Chris Beasleigh, JLL New Zealand’s head of retail, says lots of international retailers are signing up to come here and lots are silently looking, which is great for New Zealand.
“H&M is coming, Topshop is open, and now the foodies coming in as well. It’s a good time and we’re just going to see more and more,” Beasleigh says.
He says fast fashion brands Forever 21, Uniqlo and Mango are probably going to be the next to come, as well as luxury brands like Italian-created Canali, which makes men’s suits and custom tuxedos.
Consumers probably most want to see Scandinavian furniture company Ikea come here next, he says, as well as German supermarket company Aldi.
“Aldi is doing really well over in Australia, so maybe it will come down to New Zealand. I think we need some competition in the supermarket area and fast fashion area. Ikea would be great because everyone likes an Ikea,” he says.
As for the increasing pressure being put on shopping centres, he says both international brands and New Zealand shopping centres need each other right now.
“Consumers need new reasons to go there - new fashion, new leisure – so centres need to constantly evolve. The international retailers need footprints and global expansions and when places like St Lukes and Albany expand they’ll get these new guys in. They both need each other: shopping centres need the new brands and the global brands need to expand.”
Ever since Topshop opened on Auckland’s Queen St in March, international fast fashion retailers have been coming thick and fast.
He says one of the challenges fashion retailers face in New Zealand is the southern hemisphere’s climate.
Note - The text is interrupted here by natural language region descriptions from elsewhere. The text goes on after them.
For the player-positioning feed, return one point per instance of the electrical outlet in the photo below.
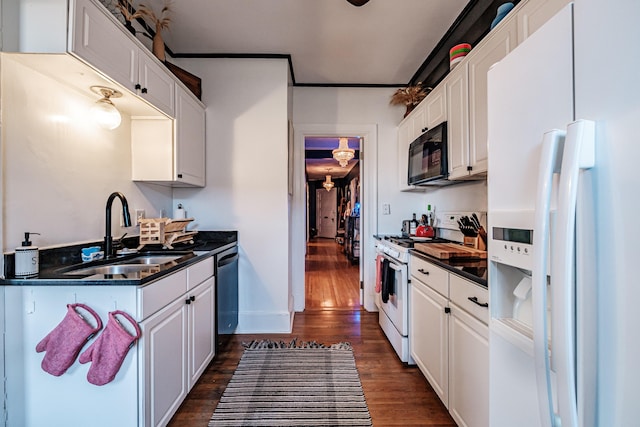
(140, 214)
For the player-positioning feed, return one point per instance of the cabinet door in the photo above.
(97, 40)
(497, 45)
(403, 155)
(164, 362)
(436, 107)
(468, 369)
(201, 329)
(156, 84)
(429, 336)
(418, 120)
(190, 139)
(534, 14)
(458, 122)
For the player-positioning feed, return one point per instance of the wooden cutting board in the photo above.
(449, 250)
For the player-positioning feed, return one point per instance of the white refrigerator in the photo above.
(563, 194)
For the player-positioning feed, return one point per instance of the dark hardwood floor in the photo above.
(397, 394)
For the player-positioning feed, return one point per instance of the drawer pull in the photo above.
(475, 301)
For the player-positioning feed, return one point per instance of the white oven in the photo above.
(392, 302)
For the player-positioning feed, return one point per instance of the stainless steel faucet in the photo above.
(108, 239)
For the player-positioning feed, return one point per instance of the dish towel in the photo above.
(108, 351)
(386, 280)
(65, 341)
(379, 259)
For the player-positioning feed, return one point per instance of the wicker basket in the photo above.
(165, 231)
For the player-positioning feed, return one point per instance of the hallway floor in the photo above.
(397, 394)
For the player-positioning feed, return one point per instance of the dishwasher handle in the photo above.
(228, 259)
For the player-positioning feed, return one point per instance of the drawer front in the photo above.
(199, 272)
(159, 294)
(461, 292)
(431, 275)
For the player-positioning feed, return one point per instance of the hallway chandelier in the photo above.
(343, 153)
(328, 185)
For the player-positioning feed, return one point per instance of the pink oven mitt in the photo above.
(65, 341)
(108, 351)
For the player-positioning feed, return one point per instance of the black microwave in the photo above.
(428, 163)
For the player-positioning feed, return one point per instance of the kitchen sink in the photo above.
(116, 269)
(153, 259)
(135, 267)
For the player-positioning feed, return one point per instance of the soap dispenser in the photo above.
(27, 258)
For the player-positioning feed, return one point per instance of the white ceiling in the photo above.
(329, 42)
(383, 42)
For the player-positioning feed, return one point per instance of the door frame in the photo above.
(369, 206)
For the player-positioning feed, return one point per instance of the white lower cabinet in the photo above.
(177, 345)
(202, 335)
(449, 339)
(428, 329)
(176, 315)
(468, 369)
(164, 363)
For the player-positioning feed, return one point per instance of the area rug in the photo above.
(293, 384)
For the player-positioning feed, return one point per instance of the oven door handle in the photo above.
(394, 263)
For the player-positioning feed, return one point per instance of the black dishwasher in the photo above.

“If you’re in the northern hemisphere, you’re doing a summer sale when we’re winter. We’re always six months out. The fashion guys have struggled a bit on getting seasonality,” he says.
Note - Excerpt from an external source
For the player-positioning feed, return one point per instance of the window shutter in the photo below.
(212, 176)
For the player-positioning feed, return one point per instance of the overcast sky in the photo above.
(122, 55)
An appetite for food retailing
But fast fashion isn’t the be all and end all to international arrivals – it’s just the beginning.
JLL’s retail team is seeing a boost in interest from international food operators that want to expand into the New Zealand market.
“There has been a surge of new international brands and chains that our retail team has helped bring to market, such as PappaRich, Gong Cha and Texas Chicken for example,” Beasleigh says.
Malaysian restaurant PappaRich moved into Sky City Metro in Auckland’s CBD around a month ago.
PappaRich Auckland. Photo / PappaRich NZ Facebook page
Retailers entering the market across the ditch and then heading to New Zealand afterwards seems to be a common theme.
JLL retail team associate director Ranesh Parmar says after PappaRich had success with its Australian launch, it began to look at the New Zealand market.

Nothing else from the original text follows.